The authors give actually a coarse error assessment, when they write:
"Our present understanding of both the
satellite and in-situ data is insufficient to resolve any inter-satellite bias to a higher
degree of certainty, but we note that an inter-satellite bias of 10cm would result in an
error in volume of ~700 km³, much lessthan the change in volume between the two
time periods."
Taking into account the mean errors against "in-situ-measurments", namely:
- airborne electromagnetic - (7 cm),
- upward looking sonar - (-8 cm) and
- airborne laser measurement (-5 cm)
leads to a thickness error estimate around 7 cm against those comparison data.
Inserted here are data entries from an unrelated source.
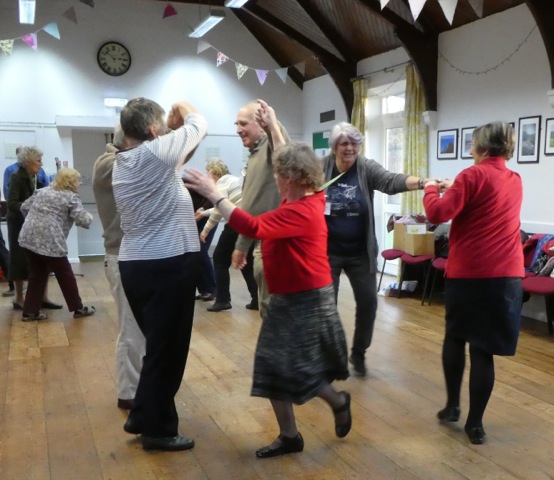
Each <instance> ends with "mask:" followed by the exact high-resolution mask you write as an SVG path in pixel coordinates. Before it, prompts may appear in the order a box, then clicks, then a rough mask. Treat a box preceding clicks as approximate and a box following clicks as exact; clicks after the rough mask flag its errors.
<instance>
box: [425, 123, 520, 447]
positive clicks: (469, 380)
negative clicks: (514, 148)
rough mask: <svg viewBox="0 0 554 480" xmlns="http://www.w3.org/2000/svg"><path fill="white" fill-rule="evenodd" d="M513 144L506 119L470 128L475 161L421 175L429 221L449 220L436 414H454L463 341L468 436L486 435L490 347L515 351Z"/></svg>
mask: <svg viewBox="0 0 554 480" xmlns="http://www.w3.org/2000/svg"><path fill="white" fill-rule="evenodd" d="M514 145H515V134H514V130H513V128H512V126H511V125H509V124H507V123H504V122H493V123H489V124H487V125H483V126H481V127H478V128H476V129H475V130H474V132H473V145H472V149H471V155H472V157H473V159H474V161H475V165H473V166H472V167H469V168H467V169H465V170H463V171H462V172H461V173H460V174H459V175H458V176H457V177H456V179H455V180H454V181H453V182H452V181H450V180H445V181H443V182H441V183H440V184H437V183H436V182H435V181H429V182H427V183H426V185H425V196H424V198H423V204H424V206H425V212H426V213H427V217H428V218H429V221H430V222H431V223H435V224H438V223H442V222H446V221H448V220H452V226H451V229H450V237H449V248H450V250H449V254H448V262H447V265H446V285H445V307H446V334H445V338H444V344H443V351H442V363H443V369H444V377H445V381H446V390H447V402H446V407H445V408H444V409H442V410H441V411H440V412H438V414H437V416H438V418H439V420H441V421H444V422H455V421H457V420H458V418H459V417H460V389H461V384H462V377H463V373H464V368H465V344H466V343H468V344H469V355H470V359H471V368H470V373H469V412H468V416H467V420H466V424H465V431H466V433H467V435H468V437H469V440H470V441H471V443H473V444H481V443H483V442H484V441H485V430H484V428H483V414H484V413H485V408H486V406H487V403H488V401H489V398H490V396H491V393H492V389H493V385H494V359H493V355H514V354H515V351H516V346H517V340H518V335H519V327H520V321H521V295H522V291H521V278H522V277H523V249H522V245H521V239H520V219H519V218H520V210H521V202H522V186H521V178H520V177H519V175H518V174H517V173H515V172H513V171H512V170H509V169H508V168H507V166H506V161H507V160H509V159H510V158H511V157H512V154H513V152H514ZM441 191H444V195H442V197H441V195H440V192H441Z"/></svg>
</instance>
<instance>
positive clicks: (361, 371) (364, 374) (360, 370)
mask: <svg viewBox="0 0 554 480" xmlns="http://www.w3.org/2000/svg"><path fill="white" fill-rule="evenodd" d="M348 361H349V362H350V363H351V365H352V367H353V369H354V375H355V376H356V377H365V376H366V375H367V369H366V367H365V362H364V359H363V357H362V358H359V357H355V356H354V355H350V358H349V359H348Z"/></svg>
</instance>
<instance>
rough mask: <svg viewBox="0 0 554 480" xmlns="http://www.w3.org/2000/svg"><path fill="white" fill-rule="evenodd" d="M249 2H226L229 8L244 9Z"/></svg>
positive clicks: (225, 2) (239, 1) (235, 1)
mask: <svg viewBox="0 0 554 480" xmlns="http://www.w3.org/2000/svg"><path fill="white" fill-rule="evenodd" d="M247 1H248V0H225V6H226V7H229V8H240V7H242V6H243V5H244V4H245V3H246V2H247Z"/></svg>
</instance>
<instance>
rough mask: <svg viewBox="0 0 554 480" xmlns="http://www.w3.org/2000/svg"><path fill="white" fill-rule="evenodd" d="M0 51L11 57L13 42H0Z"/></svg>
mask: <svg viewBox="0 0 554 480" xmlns="http://www.w3.org/2000/svg"><path fill="white" fill-rule="evenodd" d="M0 50H1V51H2V53H4V54H6V55H10V54H11V53H12V50H13V40H0Z"/></svg>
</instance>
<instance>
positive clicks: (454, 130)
mask: <svg viewBox="0 0 554 480" xmlns="http://www.w3.org/2000/svg"><path fill="white" fill-rule="evenodd" d="M437 158H438V159H439V160H452V159H454V158H458V129H457V128H456V129H454V130H439V131H438V132H437Z"/></svg>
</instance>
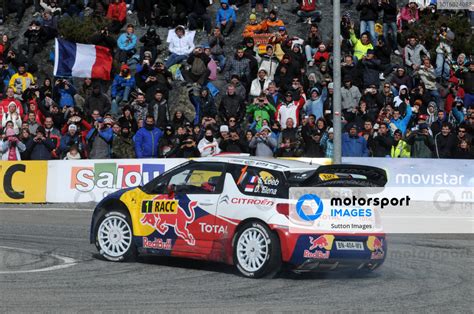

Remains to add the errors of those data sources themselves, which are given as +-10 cm (airborne EM, ULS), while for the airborne laser data, no error margin is given in the Laxon paper. As lazybones I take its error as the same +-10 cm.
AFAIK error margins add like (sigma_1² + sigma_2²)
1/2, that would be then 12,2 cm. If we are more cautious and take +-10 cm as uncertainty for the in-situ-measurement-Cryosat-relation, we arrive at +-14,4 cm.
Under the assumption of homogeneity this yields together with the base area of 7.2 Mio km² a Cryosat volume error margin of +- 880 km³ or, more cautiously, 1040 km³.
Althoug this is the error margin of one value, the errors are probably not uncorrelated. This means, that I wouldn't expect the values jumping wildly over the whole error interval from one point to the next. It is more like a smaller value of point-to-point jumping added to some longer term shift of the curve.